THE COLLECTED NOVELS OF E. M. DELAFIELD (6 Titles in One Edition). E. M. Delafield
"Nonsense," briskly returned Mother Veronica, "of course it must be attended to. I see you are limping. Now tell me at once, Zella, what is the matter."
"Could I tell you privately?"
By this time the girls were all listening eagerly, and Zella was enjoying herself.
"You had better overcome human respect, and tell me quite simply and naturally what you have done to yourself, I think."
"It was for Reverend Mother's Feast," faltered the ingenuous Zella, looking down. "What?"
Zella raised her grey eyes with an innocently rapt expression.
It was my first Act of Mortification."
She took off her shoe and extracted a small glass marble.
She had almost expected that an emotionally shaken Mother Veronica would embrace her then and there, and that the girls would at least keep a touched and reverent silence, and she was utterly unprepared for the gale of merriment that broke out all round her on the instant of this revelation.
She stood scarlet, rooted to the spot, and overwhelmed with an appalling sense of disaster.
Even the humourless face of Mother Veronica was smiling. She was English, and had a great deal of common-sense, with little imagination.
In the space of a second or two, however, she had checked her amusement, and silenced that of the children by smartly clapping her hands together. The accustomed signal hushed them at once, and she spoke briefly.

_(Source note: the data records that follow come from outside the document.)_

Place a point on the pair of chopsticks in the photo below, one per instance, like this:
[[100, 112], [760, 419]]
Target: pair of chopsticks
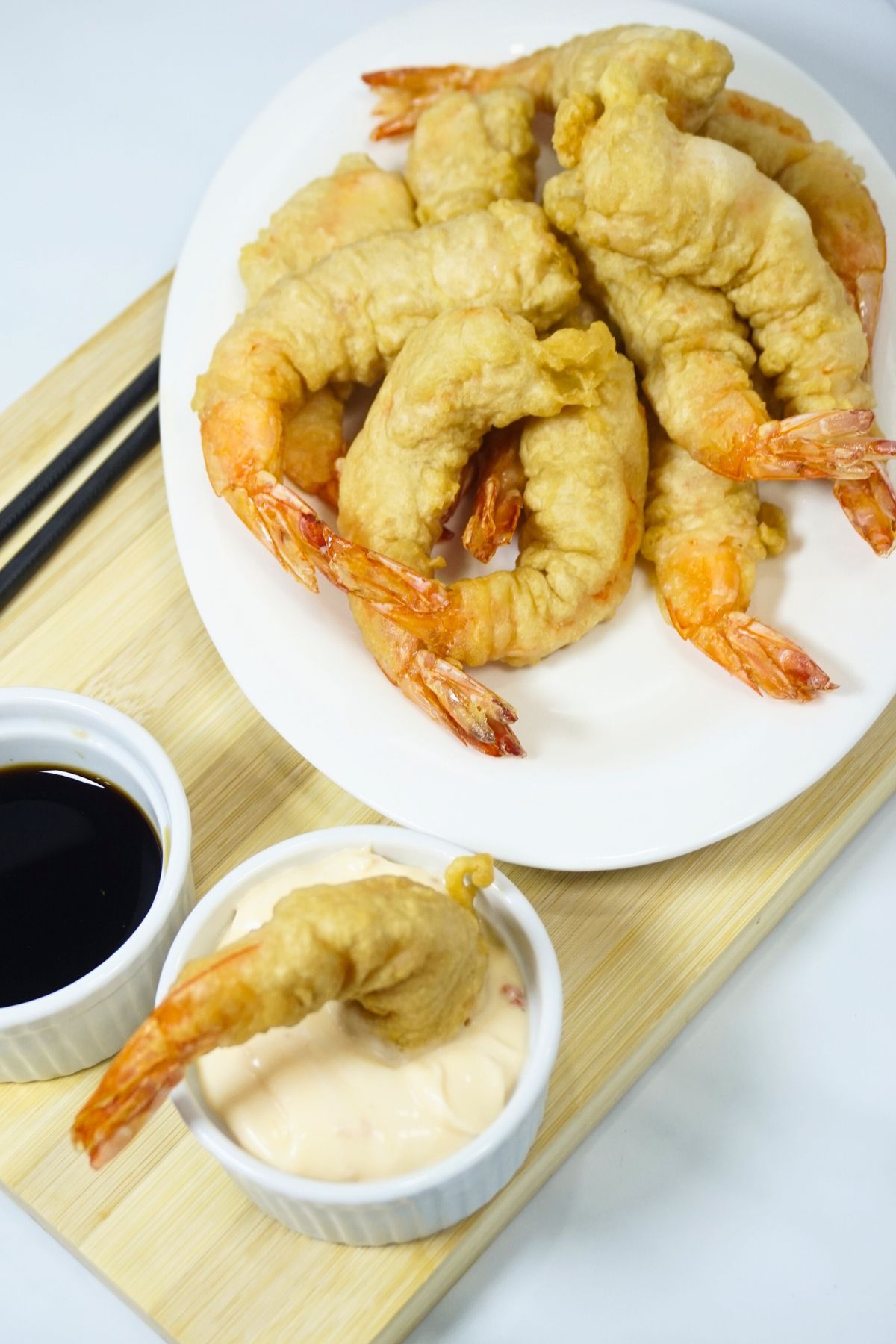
[[38, 549]]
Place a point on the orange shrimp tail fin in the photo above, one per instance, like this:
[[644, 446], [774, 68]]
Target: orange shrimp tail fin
[[761, 658], [408, 90], [476, 715], [107, 1125], [351, 567], [499, 494], [494, 519], [815, 447], [871, 507]]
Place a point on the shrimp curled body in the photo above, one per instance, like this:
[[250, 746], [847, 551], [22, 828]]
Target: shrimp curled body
[[356, 202], [413, 960], [583, 456], [346, 320], [850, 238]]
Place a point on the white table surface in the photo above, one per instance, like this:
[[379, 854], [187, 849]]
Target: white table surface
[[746, 1189]]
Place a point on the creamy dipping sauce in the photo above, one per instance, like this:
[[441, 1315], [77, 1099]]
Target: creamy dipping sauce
[[332, 1101]]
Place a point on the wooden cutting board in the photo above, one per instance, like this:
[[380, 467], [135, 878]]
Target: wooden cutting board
[[640, 951]]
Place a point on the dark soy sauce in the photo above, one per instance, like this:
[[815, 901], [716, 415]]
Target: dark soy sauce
[[80, 866]]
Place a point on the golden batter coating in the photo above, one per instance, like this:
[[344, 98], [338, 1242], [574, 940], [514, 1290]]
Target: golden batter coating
[[356, 202], [825, 181], [648, 220], [585, 470], [470, 149], [850, 238], [697, 208], [411, 959], [688, 70], [346, 320], [706, 535]]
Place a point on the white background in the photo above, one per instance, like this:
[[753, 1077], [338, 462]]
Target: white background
[[746, 1189]]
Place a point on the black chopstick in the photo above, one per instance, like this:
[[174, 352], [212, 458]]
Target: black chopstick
[[63, 522], [45, 483]]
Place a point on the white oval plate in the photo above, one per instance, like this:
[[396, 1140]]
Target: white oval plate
[[638, 747]]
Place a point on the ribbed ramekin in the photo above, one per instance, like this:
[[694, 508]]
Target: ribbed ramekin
[[422, 1202], [93, 1016]]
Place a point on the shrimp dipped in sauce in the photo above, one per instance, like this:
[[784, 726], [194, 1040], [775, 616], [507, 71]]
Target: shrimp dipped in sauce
[[687, 69], [410, 957]]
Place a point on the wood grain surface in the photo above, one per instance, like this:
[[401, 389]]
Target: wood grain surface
[[640, 951]]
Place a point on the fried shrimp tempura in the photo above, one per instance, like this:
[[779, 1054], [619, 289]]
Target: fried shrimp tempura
[[410, 957], [688, 70], [696, 210], [585, 461], [706, 535], [850, 238], [356, 202], [470, 149], [825, 181], [346, 320]]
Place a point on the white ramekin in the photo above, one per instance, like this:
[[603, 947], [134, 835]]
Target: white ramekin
[[422, 1202], [92, 1018]]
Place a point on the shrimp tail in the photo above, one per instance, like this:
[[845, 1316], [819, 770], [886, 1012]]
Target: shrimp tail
[[494, 520], [476, 715], [761, 658], [307, 541], [499, 497], [152, 1063], [817, 445], [871, 507]]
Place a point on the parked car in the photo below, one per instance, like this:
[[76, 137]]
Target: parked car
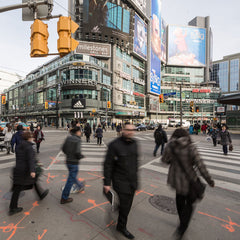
[[151, 127], [141, 127], [25, 126]]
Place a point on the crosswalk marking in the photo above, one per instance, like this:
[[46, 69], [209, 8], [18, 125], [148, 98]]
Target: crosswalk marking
[[229, 166]]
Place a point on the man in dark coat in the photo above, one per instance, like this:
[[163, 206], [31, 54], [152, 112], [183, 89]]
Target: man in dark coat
[[120, 169], [160, 137]]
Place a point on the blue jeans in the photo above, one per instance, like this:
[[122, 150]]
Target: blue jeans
[[157, 147], [72, 178]]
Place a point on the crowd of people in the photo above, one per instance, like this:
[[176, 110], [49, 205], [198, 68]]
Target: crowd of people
[[120, 166]]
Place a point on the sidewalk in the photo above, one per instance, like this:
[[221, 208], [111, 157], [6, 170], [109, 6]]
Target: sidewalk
[[89, 217]]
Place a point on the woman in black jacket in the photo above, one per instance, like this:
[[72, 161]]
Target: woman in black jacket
[[24, 173]]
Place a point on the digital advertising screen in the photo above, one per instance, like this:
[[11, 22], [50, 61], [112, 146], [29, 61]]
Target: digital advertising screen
[[163, 41], [105, 17], [140, 37], [186, 46], [155, 75]]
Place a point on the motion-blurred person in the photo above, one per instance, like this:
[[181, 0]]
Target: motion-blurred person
[[72, 149], [88, 132], [7, 131], [225, 139], [38, 137], [24, 173], [99, 134], [214, 134], [16, 138], [120, 169], [184, 160], [160, 137]]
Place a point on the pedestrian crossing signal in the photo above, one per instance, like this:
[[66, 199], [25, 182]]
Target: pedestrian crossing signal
[[161, 99]]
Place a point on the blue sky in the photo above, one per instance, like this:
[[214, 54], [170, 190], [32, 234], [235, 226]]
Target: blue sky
[[15, 34]]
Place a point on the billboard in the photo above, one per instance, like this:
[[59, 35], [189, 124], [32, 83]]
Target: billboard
[[186, 46], [163, 41], [105, 18], [155, 75], [141, 5], [140, 37], [94, 49]]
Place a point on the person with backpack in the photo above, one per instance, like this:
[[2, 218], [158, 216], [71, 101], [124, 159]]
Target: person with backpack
[[16, 138], [160, 139], [72, 149], [185, 162], [7, 131]]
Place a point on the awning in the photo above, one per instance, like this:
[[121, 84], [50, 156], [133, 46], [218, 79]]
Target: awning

"That will do now. Zella will know better another time, and there is nothing to make such a noise about. Go and ring the bell for prayers, Mary."
Mary departed, still giggling violently, and the girls, conscious of approaching bedtime, broke out into volubility again.
Zella was fighting tears of rage and mortification. Mother Veronica spoke to her in a low voice, and not unkindly:
"You mustn't take this little humiliation to heart so much, child. Offer it up, instead of the marble in your shoe."
She rather obviously repressed an inclination to smile again.
"You'll learn better in time, dear, but that is not the sort of thing that our Lord wants of you just at present."
Zella would have liked to say, " How do you know?" but was literally unable to speak.
"Try and keep silence in the ranks, and eat up your meat at dinner instead of leaving it on your plate," said Mother Veronica in tones of unsympathetic common-sense, "and do not play foolish pranks that might injure your health."
"The saints did," retorted Zella in a choked voice.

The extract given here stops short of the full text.